Unravelling the eukaryotic post-transcriptional regulatory code

Genomes encode instructions for cells to regulate gene activity in response to their environment. Despite its importance for biology, medicine, and biotechnology, however, the underpinning regulatory code remains undeciphered. Gene regulation consists of two major steps. First, genes are transcribed into mRNA. Second, post-transcriptional mechanisms regulate mRNA stability and the rate at which it is translated into proteins. This second step of gene regulation is still poorly understood because relevant parameters such as mRNA half-life, mRNA protein binding, and subcellular localization are difficult to assay. The lack of understanding of post-transcriptional regulation implies that we still do not have a complete picture of the regulatory code and, therefore, can not accurately predict phenotype from genotype.

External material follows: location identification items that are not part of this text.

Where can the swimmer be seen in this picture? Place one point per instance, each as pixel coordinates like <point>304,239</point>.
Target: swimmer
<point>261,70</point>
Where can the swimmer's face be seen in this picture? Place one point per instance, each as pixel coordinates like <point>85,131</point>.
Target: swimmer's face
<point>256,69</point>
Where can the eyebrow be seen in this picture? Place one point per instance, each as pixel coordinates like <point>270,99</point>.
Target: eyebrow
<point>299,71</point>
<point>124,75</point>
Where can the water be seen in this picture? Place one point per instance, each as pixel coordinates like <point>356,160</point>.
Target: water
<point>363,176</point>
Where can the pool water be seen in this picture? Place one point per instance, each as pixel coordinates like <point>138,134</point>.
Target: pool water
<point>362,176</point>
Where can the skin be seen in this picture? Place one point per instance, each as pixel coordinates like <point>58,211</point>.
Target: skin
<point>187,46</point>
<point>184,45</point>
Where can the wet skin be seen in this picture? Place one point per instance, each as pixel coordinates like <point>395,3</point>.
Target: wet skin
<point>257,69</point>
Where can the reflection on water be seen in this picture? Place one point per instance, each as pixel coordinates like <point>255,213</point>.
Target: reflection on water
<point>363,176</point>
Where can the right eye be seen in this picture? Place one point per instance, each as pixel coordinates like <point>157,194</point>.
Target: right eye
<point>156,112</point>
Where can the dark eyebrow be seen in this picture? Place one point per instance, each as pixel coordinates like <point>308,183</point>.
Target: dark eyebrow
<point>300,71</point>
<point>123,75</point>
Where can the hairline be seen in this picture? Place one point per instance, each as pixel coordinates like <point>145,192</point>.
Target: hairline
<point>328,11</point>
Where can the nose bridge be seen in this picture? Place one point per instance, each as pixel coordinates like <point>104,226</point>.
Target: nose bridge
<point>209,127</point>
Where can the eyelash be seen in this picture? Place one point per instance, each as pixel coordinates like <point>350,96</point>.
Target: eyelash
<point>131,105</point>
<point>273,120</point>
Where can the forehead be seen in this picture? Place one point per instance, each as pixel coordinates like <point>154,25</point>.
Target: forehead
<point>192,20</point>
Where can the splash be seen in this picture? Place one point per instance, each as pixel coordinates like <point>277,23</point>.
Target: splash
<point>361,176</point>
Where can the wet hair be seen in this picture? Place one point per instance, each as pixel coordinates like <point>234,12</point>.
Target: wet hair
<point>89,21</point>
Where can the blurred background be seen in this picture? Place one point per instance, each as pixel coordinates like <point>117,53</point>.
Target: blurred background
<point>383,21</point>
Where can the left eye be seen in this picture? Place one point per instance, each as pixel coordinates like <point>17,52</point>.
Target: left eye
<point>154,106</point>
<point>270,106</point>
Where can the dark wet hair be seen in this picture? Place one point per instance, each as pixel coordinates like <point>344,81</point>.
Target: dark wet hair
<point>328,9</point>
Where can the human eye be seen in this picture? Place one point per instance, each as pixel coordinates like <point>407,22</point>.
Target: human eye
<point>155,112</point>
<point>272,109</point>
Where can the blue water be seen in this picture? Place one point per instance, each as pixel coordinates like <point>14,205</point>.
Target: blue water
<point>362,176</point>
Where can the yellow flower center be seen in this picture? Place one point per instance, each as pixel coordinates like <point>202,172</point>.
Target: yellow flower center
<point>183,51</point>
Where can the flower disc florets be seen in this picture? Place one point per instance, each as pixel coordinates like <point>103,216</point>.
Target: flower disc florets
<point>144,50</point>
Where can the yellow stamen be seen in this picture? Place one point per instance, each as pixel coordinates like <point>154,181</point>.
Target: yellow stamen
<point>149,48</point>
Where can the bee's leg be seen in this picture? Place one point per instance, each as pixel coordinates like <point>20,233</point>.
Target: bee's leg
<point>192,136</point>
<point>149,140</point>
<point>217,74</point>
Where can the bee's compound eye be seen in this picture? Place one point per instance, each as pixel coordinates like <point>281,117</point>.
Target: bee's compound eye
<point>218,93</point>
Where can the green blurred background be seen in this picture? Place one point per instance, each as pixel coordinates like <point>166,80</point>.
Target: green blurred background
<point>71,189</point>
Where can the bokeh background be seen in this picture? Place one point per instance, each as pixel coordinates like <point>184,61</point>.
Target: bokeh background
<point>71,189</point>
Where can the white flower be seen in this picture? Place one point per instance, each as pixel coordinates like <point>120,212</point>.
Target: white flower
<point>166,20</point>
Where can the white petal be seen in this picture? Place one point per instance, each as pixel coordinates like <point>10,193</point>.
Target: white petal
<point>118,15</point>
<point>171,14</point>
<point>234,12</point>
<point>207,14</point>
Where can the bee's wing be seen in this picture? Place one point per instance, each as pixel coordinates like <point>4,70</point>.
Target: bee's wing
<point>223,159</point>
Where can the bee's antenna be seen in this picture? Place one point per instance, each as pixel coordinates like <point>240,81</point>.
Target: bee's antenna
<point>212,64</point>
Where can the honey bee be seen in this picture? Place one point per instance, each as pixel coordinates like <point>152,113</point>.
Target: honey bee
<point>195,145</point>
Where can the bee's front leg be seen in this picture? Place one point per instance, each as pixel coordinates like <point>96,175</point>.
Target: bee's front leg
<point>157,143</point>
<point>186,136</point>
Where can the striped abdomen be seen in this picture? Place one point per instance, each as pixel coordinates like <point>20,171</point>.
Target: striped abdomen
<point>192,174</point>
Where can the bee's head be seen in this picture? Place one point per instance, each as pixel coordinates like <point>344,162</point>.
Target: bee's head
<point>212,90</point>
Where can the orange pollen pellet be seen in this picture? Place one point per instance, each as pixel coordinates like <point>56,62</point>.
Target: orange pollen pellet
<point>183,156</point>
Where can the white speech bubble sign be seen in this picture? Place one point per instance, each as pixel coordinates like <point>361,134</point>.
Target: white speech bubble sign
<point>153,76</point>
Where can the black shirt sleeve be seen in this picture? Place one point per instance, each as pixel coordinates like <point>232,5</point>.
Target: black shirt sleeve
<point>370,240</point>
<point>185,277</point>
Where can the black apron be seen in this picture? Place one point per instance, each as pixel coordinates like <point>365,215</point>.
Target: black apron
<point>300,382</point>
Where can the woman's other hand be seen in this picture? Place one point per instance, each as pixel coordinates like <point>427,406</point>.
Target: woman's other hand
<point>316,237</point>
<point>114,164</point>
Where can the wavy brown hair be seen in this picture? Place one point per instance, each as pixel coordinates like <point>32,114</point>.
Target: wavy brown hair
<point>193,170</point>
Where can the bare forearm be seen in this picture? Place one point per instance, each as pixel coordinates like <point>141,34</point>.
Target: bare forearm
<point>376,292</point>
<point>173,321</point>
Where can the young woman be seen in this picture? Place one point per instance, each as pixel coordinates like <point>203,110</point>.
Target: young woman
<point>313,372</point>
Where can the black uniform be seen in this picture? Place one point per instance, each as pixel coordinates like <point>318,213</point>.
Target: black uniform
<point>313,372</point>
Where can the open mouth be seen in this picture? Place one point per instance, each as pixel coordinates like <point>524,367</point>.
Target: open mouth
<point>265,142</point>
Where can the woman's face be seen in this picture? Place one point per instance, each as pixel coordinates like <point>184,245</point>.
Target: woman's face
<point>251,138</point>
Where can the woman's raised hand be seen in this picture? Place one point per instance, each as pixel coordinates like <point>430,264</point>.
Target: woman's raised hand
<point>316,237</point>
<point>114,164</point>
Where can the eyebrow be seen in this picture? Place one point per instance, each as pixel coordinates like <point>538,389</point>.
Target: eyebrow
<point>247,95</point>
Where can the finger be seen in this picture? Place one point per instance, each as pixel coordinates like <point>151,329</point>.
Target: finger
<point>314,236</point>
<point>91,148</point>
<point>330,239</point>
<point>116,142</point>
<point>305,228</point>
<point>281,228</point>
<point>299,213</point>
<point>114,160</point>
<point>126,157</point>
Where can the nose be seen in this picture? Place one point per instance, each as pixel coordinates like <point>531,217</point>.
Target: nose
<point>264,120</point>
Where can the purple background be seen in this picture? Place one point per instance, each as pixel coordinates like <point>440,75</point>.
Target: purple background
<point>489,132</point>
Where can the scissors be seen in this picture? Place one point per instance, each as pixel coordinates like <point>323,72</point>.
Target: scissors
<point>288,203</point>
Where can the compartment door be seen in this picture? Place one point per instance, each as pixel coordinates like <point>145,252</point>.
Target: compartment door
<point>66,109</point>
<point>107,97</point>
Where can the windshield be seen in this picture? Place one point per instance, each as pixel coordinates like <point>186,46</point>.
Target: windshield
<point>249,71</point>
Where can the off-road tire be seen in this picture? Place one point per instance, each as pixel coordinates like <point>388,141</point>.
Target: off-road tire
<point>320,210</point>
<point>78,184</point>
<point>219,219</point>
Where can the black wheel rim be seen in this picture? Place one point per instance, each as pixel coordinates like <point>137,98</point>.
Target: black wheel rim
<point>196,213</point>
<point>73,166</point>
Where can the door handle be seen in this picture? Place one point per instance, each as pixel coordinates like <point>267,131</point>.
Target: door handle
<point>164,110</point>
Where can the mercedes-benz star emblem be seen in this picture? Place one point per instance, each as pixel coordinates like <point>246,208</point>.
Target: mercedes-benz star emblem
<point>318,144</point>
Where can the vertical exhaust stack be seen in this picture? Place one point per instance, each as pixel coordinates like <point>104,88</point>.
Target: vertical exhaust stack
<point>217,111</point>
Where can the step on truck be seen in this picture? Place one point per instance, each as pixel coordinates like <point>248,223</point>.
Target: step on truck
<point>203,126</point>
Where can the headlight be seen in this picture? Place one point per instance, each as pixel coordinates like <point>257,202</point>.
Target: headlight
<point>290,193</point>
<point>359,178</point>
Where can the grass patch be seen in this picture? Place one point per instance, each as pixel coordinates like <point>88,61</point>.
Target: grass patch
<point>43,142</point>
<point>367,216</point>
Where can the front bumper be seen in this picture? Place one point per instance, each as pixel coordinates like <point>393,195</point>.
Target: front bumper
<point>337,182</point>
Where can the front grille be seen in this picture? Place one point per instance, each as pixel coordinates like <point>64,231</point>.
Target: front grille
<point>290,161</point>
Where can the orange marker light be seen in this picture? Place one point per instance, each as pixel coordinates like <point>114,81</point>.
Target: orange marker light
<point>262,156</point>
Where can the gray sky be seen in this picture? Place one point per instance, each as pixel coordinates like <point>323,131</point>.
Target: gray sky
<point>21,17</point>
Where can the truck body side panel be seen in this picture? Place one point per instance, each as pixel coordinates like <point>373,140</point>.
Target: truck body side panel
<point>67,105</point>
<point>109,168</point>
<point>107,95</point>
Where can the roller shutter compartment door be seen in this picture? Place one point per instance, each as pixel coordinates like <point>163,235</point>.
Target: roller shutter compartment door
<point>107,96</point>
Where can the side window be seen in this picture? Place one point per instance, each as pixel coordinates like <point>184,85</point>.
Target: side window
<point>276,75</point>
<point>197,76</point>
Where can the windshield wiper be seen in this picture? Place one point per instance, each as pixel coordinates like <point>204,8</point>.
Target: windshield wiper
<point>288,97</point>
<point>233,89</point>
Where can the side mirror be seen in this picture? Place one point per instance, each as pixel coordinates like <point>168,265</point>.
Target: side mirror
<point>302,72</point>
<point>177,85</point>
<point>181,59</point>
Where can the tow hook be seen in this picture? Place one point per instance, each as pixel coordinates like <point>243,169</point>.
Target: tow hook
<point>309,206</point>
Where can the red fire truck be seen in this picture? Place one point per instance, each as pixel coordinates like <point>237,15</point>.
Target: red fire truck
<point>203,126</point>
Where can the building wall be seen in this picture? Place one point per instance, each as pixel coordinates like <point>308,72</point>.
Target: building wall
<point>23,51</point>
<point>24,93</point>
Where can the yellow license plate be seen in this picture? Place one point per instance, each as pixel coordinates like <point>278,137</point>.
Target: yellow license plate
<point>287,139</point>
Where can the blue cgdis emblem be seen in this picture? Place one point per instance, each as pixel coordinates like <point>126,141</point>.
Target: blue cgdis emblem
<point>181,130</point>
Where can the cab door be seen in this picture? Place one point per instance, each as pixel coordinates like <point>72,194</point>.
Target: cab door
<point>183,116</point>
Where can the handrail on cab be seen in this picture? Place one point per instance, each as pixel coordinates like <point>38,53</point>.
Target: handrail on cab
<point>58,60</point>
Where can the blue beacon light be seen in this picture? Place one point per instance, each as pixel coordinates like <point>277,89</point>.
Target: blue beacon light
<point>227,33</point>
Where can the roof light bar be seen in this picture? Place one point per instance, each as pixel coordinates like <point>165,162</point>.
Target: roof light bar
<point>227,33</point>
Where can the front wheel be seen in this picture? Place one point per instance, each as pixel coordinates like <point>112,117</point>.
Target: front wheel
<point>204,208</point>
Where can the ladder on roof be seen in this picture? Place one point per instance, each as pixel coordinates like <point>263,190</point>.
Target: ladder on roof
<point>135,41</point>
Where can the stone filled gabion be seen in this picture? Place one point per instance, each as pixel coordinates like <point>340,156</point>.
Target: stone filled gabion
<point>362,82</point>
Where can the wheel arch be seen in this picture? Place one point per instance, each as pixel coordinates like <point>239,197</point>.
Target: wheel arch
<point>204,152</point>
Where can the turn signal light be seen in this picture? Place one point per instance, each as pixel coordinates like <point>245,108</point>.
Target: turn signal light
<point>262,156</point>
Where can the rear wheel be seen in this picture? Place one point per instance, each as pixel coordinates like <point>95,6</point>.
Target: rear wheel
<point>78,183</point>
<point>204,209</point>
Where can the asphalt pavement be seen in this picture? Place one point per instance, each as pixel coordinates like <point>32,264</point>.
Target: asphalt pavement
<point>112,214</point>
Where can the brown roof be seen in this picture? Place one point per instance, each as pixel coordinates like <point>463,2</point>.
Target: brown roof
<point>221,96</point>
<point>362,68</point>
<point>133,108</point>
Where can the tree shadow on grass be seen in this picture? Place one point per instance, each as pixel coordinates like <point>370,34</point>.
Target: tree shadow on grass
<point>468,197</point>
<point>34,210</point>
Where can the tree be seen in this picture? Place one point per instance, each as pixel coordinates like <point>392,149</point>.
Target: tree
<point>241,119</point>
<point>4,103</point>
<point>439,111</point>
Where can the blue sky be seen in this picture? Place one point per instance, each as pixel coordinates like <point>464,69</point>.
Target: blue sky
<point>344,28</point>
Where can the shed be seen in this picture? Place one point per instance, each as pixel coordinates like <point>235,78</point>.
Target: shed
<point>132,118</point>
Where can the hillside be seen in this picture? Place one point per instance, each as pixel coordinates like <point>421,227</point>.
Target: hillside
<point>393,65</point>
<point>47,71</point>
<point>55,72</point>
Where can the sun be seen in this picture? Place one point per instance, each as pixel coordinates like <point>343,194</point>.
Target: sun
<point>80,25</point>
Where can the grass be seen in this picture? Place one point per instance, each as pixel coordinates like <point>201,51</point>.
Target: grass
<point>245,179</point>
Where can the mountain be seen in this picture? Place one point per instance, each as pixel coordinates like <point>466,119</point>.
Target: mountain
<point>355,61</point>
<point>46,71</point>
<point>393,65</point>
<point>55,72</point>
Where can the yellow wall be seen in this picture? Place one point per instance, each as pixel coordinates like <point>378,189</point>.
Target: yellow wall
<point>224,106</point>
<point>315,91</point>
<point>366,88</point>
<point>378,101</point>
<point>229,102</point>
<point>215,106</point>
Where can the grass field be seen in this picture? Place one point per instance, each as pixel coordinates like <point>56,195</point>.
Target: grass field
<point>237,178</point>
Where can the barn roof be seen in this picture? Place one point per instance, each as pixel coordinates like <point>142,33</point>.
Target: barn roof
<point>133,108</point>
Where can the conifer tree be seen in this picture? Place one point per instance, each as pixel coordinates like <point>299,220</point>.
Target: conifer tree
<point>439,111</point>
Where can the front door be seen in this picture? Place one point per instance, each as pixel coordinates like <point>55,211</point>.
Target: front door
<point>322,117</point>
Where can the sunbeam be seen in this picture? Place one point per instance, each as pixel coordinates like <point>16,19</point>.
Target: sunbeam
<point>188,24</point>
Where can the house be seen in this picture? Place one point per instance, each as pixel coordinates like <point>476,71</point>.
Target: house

EPIC aims to derive the first comprehensive sequence-based model of eukaryotic gene regulation by exploiting the advantages of the model eukaryote Saccharomyces cerevisiae and other species, covering a broad evolutionary range. EPIC will accomplish this by integrating the complementary expertise of 3 teams: it will combine (i) innovative high-throughput omics assays to probe post-transcriptional regulation across a large evolutionary scale and multiple conditions with (ii) synthetic biology to massively test and quantify the effects of regulatory sequences through iterative designs of reporter assays and (iii) deep learning on these rich datasets. This will allow EPIC to build novel computational models that will help us to predict and understand complex regulatory instructions.

Ultimately, EPIC will enable us to decipher the actual language of gene regulation and facilitate (re)writing genomes. Doing so, EPIC will enable understanding and predicting regulation, and ultimately phenotype, from DNA, closing a major gap in basic biology, while also opening exciting avenues for applications in biotechnology and medicine, from pinpointing disease-causing mutations to rational design of genes, RNAs and cells.

First, we collected a diverse set of 100 Ascomycota isolates; including 25 filamentous fungi. Our collection includes a range of biotechnologically and medically relevant yeasts. The 100 selected strains were sequenced using Illumina short-reads at minimum 10X and we successfully obtained long-read sequencing for 80 strains (65 yeasts and 15 filamentous fungi) using PacBio Revio instruments. These 80 strains are being assembled using HiFiASM and LJA assemblers. gDNA extraction for the remaining 20 strains is being repeated. We have collected samples for all isolates in 2 different conditions for proteomics, transcriptomics and for determining mRNA boundaries and mRNA stability. Proteomics data is being collected, and we are currently optimizing protocols for determining mRNA stability in these various yeast species.

Second, we determined mRNA boundaries in the eukaryotic model organism Saccharomyces cerevisiae in 10 conditions. We developed a high-throughput experimental protocol to determine transcription start site (determining 5’UTR) and polyadenlylation site (determining 3’ UTR) of mRNA. The latter is important since it allows to capture the boundaries of each mRNA molecule.

Third, this data will be used to design and set up dedicated MPRA (multiple parallel reporter assays) experiments. MPRAs are synthetic reporter assays that allow testing the effect of specific sequences in a fixed context, and this for millions of sequences in parallel. Specifically, we have already designed MPRAs to investigate the effect of natural and randomized 5’ and 3’ UTRs of S. cerevisiae.

Fourth, using publicly available data, we have developed and optimized several models and frameworks to better model the regulatory code. Concretely, we have (1) implemented nucleotide dependency maps (how nucleotide substitutions at one genomic position affect the probabilities of nucleotides at other positions) in genomic language models. This, for example, allows the identification of regulatory elements, such as RNA-binding protein binding sites. (2) developed and improved models that predict gene expression and chromatin accessibility from sequence (so-called Flashzoi and Scooby frameworks).

Our project will yield the first comprehensive model of the eukaryotic regulatory code, from DNA sequence to protein abundance. This represents a major step in our basic understanding of how organisms work. We expect that the computational analyses of the very large datasets generated in this project, combined with AI to integrate all data, will drive the discovery of many novel insights.

Examples of impact include:
1. new insights into post-transcriptional regulation, including key insights on the role of UTRs for gene expression regulation.
2. a unique resource for the scientific community. Our unique, extremely large datasets will provide an unmatched resource to study gene regulation evolution, including how fast gene expression evolves and at which level (transcription, degradation, translation).
3. new high-throughput experimental methods to investigate different aspects of post-transcriptional regulation.

Ultimately, the results of this project will allow us to move from reading (sequencing) and (re)writing (synthetic biology) genomes to deciphering the actual language of gene regulation, a long-standing goal in biology and a door towards optimized cellular engineering strategies.